Vaudeville Vignettes: Moulin Rouge

Moulin Rouge Photo by: Oliver Brucchez, Wikicommons

Over a century ago, a small cabaret was built in Paris. Located in Montmartre, this artistic landscape gave rise to what is now known as the world famous Moulin Rouge. Widely considered to be the birthplace of the Can-can dance this spot also gave inspiration to many artists. Painter Henri Toulouse-Lautrec was commissioned to make a series of posters for the venue and in exchange he was given a reserved a seat for the nightly shows. He continued to paint the dancers, the patrons, and the endless entertainment of those evenings. His vivid paintings still stand the test of time and provide a small glimpse of what the nightlife was like in the turn of the century.  (

The success of the Moulin Rouge is owed in large part to its founders, Joseph Oller and Charles Zidler, who envisioned a way to create a unique performance venue while attracting patrons from multiple social levels. The building was designed to accommodate multiple changes to the interior over a short period of time which allowed for a continuous flow of entertainment. When renovations to the building were conducted, the innovative design of the interior was at the forefront of the architect’s minds.
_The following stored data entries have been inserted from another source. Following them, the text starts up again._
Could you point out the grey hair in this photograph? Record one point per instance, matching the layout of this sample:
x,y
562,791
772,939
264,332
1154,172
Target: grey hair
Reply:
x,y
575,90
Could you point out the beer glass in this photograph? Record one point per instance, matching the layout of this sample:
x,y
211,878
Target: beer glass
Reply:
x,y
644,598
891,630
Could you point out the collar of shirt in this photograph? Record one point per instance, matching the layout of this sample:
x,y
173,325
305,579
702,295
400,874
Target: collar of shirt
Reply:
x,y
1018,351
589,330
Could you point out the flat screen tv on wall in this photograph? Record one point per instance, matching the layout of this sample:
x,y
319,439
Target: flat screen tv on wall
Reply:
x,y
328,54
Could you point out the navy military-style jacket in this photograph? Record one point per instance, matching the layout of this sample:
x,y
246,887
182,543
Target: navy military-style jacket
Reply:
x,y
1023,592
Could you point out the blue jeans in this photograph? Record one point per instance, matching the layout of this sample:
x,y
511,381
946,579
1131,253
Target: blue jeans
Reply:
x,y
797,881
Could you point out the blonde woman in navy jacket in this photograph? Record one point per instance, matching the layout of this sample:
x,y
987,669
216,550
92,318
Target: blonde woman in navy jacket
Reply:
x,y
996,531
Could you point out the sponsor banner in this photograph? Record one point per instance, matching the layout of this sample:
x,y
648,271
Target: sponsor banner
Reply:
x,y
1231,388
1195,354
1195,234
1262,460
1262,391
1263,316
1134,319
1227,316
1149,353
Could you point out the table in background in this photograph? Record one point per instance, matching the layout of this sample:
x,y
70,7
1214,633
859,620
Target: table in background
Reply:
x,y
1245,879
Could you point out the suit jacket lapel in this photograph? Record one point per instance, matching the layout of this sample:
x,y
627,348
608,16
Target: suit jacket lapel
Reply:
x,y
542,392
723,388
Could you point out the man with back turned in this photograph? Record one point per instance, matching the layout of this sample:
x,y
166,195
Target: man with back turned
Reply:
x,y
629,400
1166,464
In 1962, a giant aquarium was installed leading to Moulin Rouge presenting the first ever aquatic ballet.

Everyone from famous classical dancers to the Queen of jazz have graced the stage at the Moulin Rouge.The Moulin Rogue is still in operation today and maintains itself as a entertainment venue like no other. At over 125 years old, there is still life and energy in the walls. Performances run nightly and with a constant need for entertainers, maybe you too can one day grace the stage.

During a visit to Paris, a Dark Follies troupe member was able to attend a show in the famous cabaret house. Below, they reflect on their experiences.

When a boa constrictor slithers out of a tank three feet away to look you right in the eyes, the typical response usually isn’t laughter and childish delight. This is just one example of how a show at the Moulin Rouge is unlike anything else in the world. Not only is there a woman who swims in a tank with boa constrictors, there are ventriloquists, a roller-skating duo with death-defying stunts, miniature ponies, comedy skits, and of course, the spectacular sequin-adored dancers. While the Moulin Rouge is a high end entertainment venue these days, the more humble variety show style and often bawdy origins of the show and venue are not forgotten, which gives the shows at the Moulin Rouge the uniquely anachronistic entertainment value which we Dark Follies seek to embody in our performances.